Review Film A Taxi Driver. Film A Taxi Driver yang dirilis pada 2017 menjadi salah satu drama sejarah Korea Selatan paling sukses dan mengharukan. Disutradarai oleh Jang Hoon, cerita ini terinspirasi dari peristiwa nyata Pemberontakan Gwangju tahun 1980, di mana seorang sopir taksi Seoul membawa jurnalis Jerman ke kota itu untuk liput demonstrasi pro-demokrasi yang dibungkam militer. Song Kang-ho berperan sebagai Kim Man-seob, sopir taksi biasa yang awalnya hanya cari uang tambahan, sementara Thomas Kretschmann sebagai Peter, jurnalis asing yang nekat. Dengan durasi 137 menit, film ini memadukan humor ringan, ketegangan politik, dan emosi mendalam hingga tarik lebih dari 12 juta penonton dan jadi simbol peringatan sejarah Gwangju. MAKNA LAGU
Plot yang Emosional dan Berbasis Sejarah: Review Film A Taxi Driver
Cerita dimulai di Seoul 1980: Kim Man-seob, ayah tunggal yang hidup pas-pasan, terima tawaran besar dari penumpang asing untuk antar ke Gwangju dan pulang hari itu juga. Awalnya ia tak tahu situasi politik—hanya pikir ini kesempatan bayar sewa rumah. Saat tiba di Gwangju, ia dan Peter saksikan kekerasan militer terhadap demonstran sipil, dari pemukulan hingga penembakan. Plot bergerak dari komedi situasional—like sopir taksi yang cuek politik—jadi drama intens saat mereka terjebak di kota yang dikepung. Jang Hoon pintar bangun ketegangan pelan melalui perjalanan taksi, dengan momen humor seperti Kim makan mie instan di tengah kekacauan, kontras dengan horor kekerasan nyata. Akhir perjalanan mereka penuh pengorbanan dan kesadaran, membuat penonton ikut merasakan bobot sejarah.

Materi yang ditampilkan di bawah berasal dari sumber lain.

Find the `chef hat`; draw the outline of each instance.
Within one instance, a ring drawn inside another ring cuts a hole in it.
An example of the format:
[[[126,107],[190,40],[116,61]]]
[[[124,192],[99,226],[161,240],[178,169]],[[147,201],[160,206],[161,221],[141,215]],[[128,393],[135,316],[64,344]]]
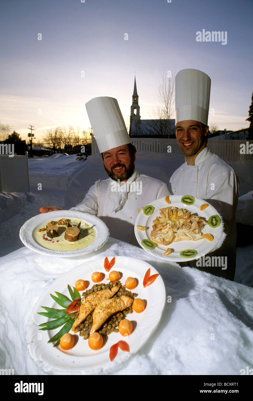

Akting Kuat dan Karakter yang Manusiawi: Review Film A Taxi Driver
Song Kang-ho lagi-lagi brilian sebagai Man-seob: dari sopir egois dan sinis yang hanya pikir uang, berubah jadi pria berani yang rela risiko demi orang lain. Ekspresinya saat sadar kekejaman militer—dari bingung jadi marah dan sedih—terasa autentik dan mengena. Thomas Kretschmann sebagai Peter beri kontras sebagai orang luar yang idealis tapi tak berdaya, dengan chemistry alami antar keduanya seperti bromance tak terduga. Karakter pendukung seperti mahasiswa demonstran, sopir taksi lokal, dan warga Gwangju punya momen emosional sendiri, terutama anak perempuan Man-seob yang jadi motivasi utama. Akting ensemble ini buat karakter terasa seperti orang biasa yang terjebak sejarah besar, bukan hero klise.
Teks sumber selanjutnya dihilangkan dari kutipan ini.